García-Sánchez et al. 25 discussed that attention abilities had a widespread influence, both as the only impacted domain (19% of single-domain impairment) and in combination with lowered performance in organizational processes, learning, and long-term memory. These prominent executive and attentional impairments were essentially independent of clinical elements like hospitalization, the severity of the illness, biomarkers, or emotional assessments. For the first time, Benedetti et al. 4 , explored the post-acute COVID-19 syndrome, inflammatory markers during acute COVID, brain regional GM volumes, DTI assessments of WM microstructure, and resting-state functional connectivity. The significant findings are that post-traumatic symptoms and decreasing GM volumes in the ACC and bilateral insular cortex correlate with WM microstructure and that depressed psychopathology correlates with decreasing GM volumes in the ACC. Moreover, resting-state FC was linked to inflammation and psychopathology, supporting the idea that the structural effect impacts brain function. Tarsitani et al. 6 saw concerningly high rates of PTSD and subthreshold PTSD in hospitalized COVID-19 patients. The proven risk factors for PTSD include female sex and pre-existing mental illnesses. After patients are discharged from the hospital, clinicians treating COVID-19 patients should think about checking for PTSD during follow-up examinations. Besides, Ahmed et al. 5 examined and found that 19.2% of COVID patients had memory difficulties in the study. He also discovered that steroids and antibiotics were linked to memory impairment among the treatment modalities, according to individual predictor analyses. According to multiple logistic regression, those who recovered from COVID-19 within six to twelve months were more likely to suffer memory problems. Although there was no correlation between age, sex, oxygen demand, or hospitalization and memory problems, rural inhabitants had more serious memory complaints than urban residents.

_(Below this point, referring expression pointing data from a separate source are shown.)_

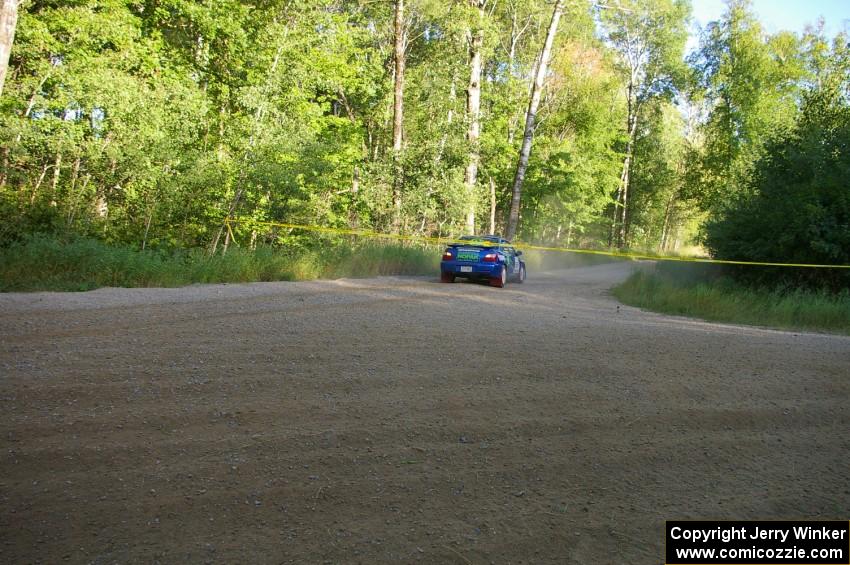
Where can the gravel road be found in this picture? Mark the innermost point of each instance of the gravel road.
(401, 420)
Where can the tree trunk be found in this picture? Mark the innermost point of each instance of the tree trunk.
(398, 112)
(57, 171)
(473, 115)
(492, 206)
(625, 177)
(258, 116)
(536, 91)
(8, 22)
(353, 220)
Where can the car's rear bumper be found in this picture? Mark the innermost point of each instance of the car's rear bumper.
(478, 269)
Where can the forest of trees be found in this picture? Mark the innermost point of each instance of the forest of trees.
(569, 122)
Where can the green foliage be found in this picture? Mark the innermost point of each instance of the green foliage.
(720, 299)
(50, 263)
(799, 207)
(146, 123)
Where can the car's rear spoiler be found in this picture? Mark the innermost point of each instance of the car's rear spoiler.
(473, 243)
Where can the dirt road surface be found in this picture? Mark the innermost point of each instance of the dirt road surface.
(401, 420)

Moreover, Sher 26 found that psychiatric, neurological, and physical disease symptoms are likely to exacerbate suicidal ideation and behavior in this patient population, as are brain inflammation and post-COVID syndrome symptoms. Without post-COVID syndrome, COVID-19 survivors may potentially have a higher risk of suicide. More proof is identified by Pistarini et al. 27 described patients with cognitive abnormalities who were treated in COVID and post-COVID functional rehabilitation programs. According to the MoCA examination, specifically, 75% of COVID patients and 70% of post-COVID patients showed cognitive abnormalities. These findings demonstrate the severity and protracted nature of the neurological and mental effects that can result from COVID-19 infection.

To sum up, no review study explicitly focused on exploring all possible health issues or factors in post-COVID-19 patients. Moreover, limited research has been conducted to evaluate the impact of the factors after COVID-19 recovery. Whether or not any relationship exists among these health factors has fallen into the research gap. Besides, the application of ML models to detect post-COVID-19 issues needs to be explored in the research area.

Here, we have listed the main contribution of the research:

Explore health complications related to post-COVID-19 by identifying 17 significant Physiological and Neurological health factors.

Examine the independent influence of each factor and their interconnections rigorously.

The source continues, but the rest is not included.